When I first saw the sheet music for today’s piece, I was a bit boggled. I’m not sure I’ve ever encountered a piece that sounded less like it looked! You might figure it for some sort of virtuosic toccata thing, all flash and texture, but no, it is slow, minimal melody with a lush, dark accompaniment.
The notation makes a little more sense if you think of Bach’s preludes. Do I grow predictable claiming everything is full of Bach? Very well, I grow predictable. This one is full of Bach: the layering; the figuration built out of a series of surprising chord changes, and the sense of counterpoint hidden in those changes; the walks around the circle of fifths.

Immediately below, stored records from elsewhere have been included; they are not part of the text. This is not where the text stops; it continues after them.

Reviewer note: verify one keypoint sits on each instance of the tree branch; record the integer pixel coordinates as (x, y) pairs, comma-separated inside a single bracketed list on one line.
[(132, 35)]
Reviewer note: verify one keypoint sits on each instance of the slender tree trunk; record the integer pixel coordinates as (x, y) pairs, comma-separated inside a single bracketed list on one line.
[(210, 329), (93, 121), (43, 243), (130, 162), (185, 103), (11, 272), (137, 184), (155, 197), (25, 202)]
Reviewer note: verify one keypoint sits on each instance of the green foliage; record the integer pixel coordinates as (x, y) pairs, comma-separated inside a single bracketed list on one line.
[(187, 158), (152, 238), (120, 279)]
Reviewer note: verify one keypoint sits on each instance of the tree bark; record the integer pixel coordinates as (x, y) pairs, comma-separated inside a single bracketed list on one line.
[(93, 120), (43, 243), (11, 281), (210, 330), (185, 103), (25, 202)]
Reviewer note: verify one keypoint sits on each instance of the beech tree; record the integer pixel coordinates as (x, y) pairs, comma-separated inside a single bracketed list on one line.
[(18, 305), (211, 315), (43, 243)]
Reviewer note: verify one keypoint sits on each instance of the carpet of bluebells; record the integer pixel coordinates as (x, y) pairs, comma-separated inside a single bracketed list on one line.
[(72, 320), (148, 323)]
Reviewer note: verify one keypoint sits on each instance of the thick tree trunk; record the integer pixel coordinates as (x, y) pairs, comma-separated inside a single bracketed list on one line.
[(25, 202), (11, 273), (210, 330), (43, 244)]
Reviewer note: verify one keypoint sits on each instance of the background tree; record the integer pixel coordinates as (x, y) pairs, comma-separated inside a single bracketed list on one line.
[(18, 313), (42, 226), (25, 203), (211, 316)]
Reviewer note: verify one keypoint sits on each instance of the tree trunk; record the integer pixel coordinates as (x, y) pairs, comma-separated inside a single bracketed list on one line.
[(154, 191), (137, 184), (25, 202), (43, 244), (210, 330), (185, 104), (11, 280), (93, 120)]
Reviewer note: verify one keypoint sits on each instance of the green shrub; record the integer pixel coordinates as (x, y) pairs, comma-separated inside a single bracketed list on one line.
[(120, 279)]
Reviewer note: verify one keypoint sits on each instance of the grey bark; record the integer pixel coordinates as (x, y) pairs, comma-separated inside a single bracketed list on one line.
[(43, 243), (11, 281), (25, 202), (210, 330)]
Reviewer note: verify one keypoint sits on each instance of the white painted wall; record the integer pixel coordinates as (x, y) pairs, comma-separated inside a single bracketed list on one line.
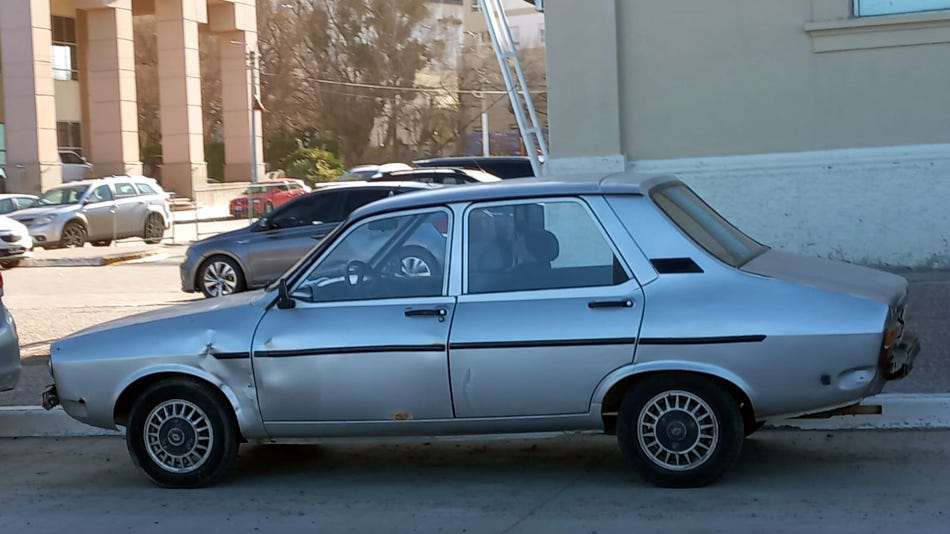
[(881, 206)]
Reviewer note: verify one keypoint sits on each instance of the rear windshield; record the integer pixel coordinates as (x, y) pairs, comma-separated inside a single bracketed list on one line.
[(706, 227)]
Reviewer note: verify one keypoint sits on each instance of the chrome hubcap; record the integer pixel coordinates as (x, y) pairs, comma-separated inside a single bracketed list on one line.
[(219, 279), (414, 267), (178, 436), (677, 430)]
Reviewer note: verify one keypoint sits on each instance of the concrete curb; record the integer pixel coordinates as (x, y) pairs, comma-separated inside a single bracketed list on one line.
[(900, 412), (145, 255)]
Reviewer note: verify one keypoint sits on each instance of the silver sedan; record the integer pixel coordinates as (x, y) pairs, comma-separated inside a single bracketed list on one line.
[(620, 304)]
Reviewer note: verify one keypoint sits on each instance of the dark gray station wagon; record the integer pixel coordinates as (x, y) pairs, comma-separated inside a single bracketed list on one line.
[(620, 304)]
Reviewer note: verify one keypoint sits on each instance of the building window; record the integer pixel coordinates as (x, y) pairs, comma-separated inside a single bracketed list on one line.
[(65, 65), (69, 136), (869, 8)]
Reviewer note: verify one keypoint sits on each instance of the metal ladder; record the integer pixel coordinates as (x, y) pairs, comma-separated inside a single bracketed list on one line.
[(521, 104)]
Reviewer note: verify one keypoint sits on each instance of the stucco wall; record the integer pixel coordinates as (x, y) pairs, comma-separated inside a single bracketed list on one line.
[(883, 207)]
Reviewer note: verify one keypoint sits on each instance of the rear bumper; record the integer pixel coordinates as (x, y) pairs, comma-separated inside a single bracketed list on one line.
[(900, 358)]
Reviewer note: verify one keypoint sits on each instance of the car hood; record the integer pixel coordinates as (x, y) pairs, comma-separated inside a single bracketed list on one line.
[(830, 275), (32, 213)]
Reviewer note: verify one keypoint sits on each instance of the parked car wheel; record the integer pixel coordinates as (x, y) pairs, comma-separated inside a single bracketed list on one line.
[(74, 235), (417, 262), (181, 434), (679, 430), (219, 276), (154, 229)]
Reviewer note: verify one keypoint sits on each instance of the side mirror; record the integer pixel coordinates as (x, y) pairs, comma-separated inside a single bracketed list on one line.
[(284, 302)]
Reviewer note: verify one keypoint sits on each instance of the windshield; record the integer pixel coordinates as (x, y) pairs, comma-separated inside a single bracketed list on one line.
[(62, 195), (706, 227)]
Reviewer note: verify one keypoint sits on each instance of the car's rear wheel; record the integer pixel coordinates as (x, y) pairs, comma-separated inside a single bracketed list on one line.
[(74, 235), (154, 229), (182, 434), (220, 276), (679, 430)]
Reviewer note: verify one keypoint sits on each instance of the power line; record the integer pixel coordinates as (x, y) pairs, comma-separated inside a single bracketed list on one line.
[(429, 90)]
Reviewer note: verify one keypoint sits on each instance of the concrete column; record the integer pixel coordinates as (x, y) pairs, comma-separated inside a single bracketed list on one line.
[(179, 77), (240, 135), (28, 96), (110, 108)]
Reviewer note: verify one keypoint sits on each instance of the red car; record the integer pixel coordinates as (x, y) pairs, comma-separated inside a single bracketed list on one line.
[(265, 196)]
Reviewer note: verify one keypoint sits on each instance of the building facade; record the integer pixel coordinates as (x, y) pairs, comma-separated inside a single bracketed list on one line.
[(68, 83), (819, 126)]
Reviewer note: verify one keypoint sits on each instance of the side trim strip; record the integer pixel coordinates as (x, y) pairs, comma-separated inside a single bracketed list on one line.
[(231, 355), (347, 350), (543, 343), (700, 340)]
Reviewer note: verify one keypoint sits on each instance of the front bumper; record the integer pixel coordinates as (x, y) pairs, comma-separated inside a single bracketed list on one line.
[(900, 358)]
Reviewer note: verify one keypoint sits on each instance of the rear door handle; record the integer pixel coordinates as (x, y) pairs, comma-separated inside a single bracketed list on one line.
[(624, 303), (427, 312)]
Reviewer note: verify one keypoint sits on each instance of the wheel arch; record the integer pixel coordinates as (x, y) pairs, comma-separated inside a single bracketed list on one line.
[(609, 394), (138, 383)]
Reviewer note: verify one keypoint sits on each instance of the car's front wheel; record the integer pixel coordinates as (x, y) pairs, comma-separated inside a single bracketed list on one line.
[(679, 430), (220, 276), (74, 235), (182, 434)]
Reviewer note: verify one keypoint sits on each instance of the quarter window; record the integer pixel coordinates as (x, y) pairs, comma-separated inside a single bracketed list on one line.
[(538, 245)]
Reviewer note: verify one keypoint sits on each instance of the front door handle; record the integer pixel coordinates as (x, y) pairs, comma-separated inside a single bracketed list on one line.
[(624, 303), (427, 312)]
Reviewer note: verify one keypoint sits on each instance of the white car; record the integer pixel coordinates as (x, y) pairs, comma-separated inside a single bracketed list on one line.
[(15, 242)]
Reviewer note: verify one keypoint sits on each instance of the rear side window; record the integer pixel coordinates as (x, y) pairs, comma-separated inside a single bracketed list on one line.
[(704, 226)]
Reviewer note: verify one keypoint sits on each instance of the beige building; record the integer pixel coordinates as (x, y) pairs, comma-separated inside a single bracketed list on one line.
[(820, 126), (67, 77)]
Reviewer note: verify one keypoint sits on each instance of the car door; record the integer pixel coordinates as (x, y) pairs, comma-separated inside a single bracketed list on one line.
[(131, 209), (100, 210), (363, 342), (549, 308), (293, 229)]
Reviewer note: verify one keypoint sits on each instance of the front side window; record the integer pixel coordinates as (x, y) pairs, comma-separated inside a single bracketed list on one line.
[(123, 189), (62, 195), (316, 209), (538, 245), (705, 227), (390, 257)]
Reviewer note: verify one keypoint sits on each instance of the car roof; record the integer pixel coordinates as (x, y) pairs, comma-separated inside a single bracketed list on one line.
[(626, 183)]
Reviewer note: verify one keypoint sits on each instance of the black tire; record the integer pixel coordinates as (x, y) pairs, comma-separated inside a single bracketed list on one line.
[(74, 235), (417, 262), (659, 433), (182, 434), (220, 275), (154, 229)]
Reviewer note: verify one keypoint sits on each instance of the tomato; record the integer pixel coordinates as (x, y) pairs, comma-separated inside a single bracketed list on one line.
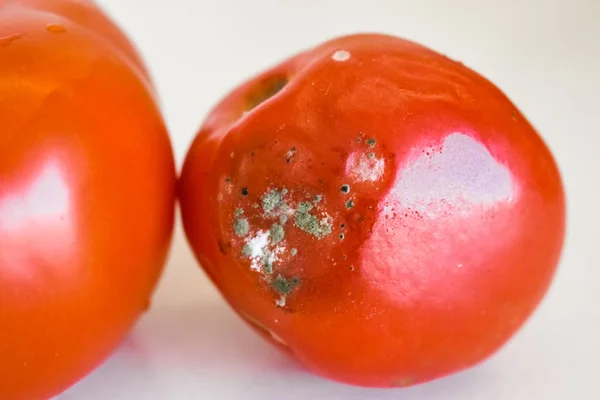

Really, I don’t know how the twentieth century managed to stay so obsessed for so long with the idea of newness at all costs; all that paranoia about being derivative was really overblown, and I hope we’re growing out of it. The best art, it seems to me, always derives from the past, and escapes imitation through synthesis, not through obsessive novelty. More on that train of thought some other time.
Learning this, I felt like Brahms was searching in some of the same places I am in my own music: the piece is perpetually ambiguous and unresolved, yet within that ambiguity is a deep sense of order, an abundance of logical patterns. It’s a powerful tension, simultaneous ambiguity and order. The effect is strongly emotional, but it’s hard to name exactly what the emotion is. I’ll leave that as an exercise for the reader (one with no right answer)!
This is the second in a set of three pieces, the first of which was the first piece I posted in this blog. I don’t play the third yet, though I certainly mean to in the future — it is also a marvelous piece, and the three together are one of my favorite sets.